• Fly the SR 99 tunnel – from the Space Needle to the stadiums

    Today we are excited to share a drone's-eye view of two miles of tunnel in two minutes. This video captures the ongoing construction of the interior roadways, safety systems and other elements that will carry and safeguard drivers passing beneath downtown Seattle in the new SR 99 tunnel.

    The drone enters at the tunnel’s north end, near Seattle Center. Crews are building the tunnel’s interior structures starting from the south, so as the drone advances the tunnel becomes more complete. The drone flies along the tunnel's upper deck, which is 85% built.

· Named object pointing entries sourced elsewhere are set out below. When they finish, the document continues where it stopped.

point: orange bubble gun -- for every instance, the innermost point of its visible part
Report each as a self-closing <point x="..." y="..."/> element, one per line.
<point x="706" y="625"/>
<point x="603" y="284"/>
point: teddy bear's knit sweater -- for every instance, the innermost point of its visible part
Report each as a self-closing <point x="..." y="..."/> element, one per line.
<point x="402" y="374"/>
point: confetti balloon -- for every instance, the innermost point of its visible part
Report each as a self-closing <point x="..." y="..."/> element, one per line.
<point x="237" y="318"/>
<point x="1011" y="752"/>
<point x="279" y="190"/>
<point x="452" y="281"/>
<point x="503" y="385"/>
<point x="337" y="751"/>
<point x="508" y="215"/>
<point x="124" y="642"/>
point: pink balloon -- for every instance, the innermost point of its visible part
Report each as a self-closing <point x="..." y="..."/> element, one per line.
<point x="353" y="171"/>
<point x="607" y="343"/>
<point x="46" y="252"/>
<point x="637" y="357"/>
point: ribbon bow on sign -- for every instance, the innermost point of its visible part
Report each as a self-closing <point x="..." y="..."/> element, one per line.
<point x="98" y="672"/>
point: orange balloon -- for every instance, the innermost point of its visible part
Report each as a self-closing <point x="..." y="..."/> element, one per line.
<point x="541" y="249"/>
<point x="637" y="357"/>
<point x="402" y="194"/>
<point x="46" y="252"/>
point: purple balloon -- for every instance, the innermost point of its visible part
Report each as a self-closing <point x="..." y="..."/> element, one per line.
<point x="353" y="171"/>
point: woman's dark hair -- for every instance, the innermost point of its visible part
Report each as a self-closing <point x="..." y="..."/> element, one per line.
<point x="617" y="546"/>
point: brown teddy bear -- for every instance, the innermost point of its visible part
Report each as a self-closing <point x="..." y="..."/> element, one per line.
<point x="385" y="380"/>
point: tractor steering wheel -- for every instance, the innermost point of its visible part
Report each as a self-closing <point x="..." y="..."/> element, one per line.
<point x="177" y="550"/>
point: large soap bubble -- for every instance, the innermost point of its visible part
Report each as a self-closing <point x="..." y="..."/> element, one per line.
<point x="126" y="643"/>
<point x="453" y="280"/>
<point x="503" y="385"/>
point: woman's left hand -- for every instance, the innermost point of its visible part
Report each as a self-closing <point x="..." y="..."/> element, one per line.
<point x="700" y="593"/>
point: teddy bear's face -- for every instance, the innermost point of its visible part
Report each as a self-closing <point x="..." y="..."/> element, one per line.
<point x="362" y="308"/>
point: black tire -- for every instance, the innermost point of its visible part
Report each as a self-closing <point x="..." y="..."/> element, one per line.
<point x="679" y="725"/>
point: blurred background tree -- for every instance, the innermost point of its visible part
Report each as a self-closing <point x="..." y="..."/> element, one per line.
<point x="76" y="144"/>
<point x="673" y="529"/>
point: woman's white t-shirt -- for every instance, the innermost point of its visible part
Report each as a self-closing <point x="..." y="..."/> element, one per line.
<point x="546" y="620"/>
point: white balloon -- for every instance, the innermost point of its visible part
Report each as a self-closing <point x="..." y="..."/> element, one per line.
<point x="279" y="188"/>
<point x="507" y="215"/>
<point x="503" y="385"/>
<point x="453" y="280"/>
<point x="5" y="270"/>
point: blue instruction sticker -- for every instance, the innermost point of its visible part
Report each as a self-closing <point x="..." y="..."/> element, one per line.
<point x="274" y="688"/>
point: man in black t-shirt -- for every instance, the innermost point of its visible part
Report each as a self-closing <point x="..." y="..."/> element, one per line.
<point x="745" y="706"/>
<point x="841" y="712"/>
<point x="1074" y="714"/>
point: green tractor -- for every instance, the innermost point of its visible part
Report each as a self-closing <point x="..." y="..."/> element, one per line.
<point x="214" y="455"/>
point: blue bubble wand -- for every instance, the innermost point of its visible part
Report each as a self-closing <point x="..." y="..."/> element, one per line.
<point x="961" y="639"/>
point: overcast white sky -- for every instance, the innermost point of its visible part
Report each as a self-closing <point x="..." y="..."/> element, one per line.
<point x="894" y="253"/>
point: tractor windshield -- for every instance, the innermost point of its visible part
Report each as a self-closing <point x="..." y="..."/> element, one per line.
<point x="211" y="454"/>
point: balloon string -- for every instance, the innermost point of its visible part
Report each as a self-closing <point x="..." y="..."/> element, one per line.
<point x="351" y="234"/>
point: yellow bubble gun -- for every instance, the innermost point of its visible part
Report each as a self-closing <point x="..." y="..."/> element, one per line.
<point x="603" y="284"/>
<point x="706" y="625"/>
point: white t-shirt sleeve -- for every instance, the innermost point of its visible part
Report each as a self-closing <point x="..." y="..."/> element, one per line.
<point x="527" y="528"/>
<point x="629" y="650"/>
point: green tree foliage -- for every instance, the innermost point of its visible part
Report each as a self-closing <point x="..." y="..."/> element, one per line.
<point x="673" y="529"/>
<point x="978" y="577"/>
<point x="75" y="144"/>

At the tunnel’s south end, the drone passes from the bored section of the tunnel (9,270 feet long and dug by Bertha, the tunneling machine) and into the cut-and-cover section, built in the launch pit where Bertha began her tunnel drive.

    One big tunnel element not seen in this video is the tunnel’s lower deck. In early November, the tunnel contractor Seattle Tunnel Partners plans to begin delivering large, prefabricated roadway panels to build that deck (the future northbound roadway). You can track progress on that and other tunnel elements on our tunnel progress tracker.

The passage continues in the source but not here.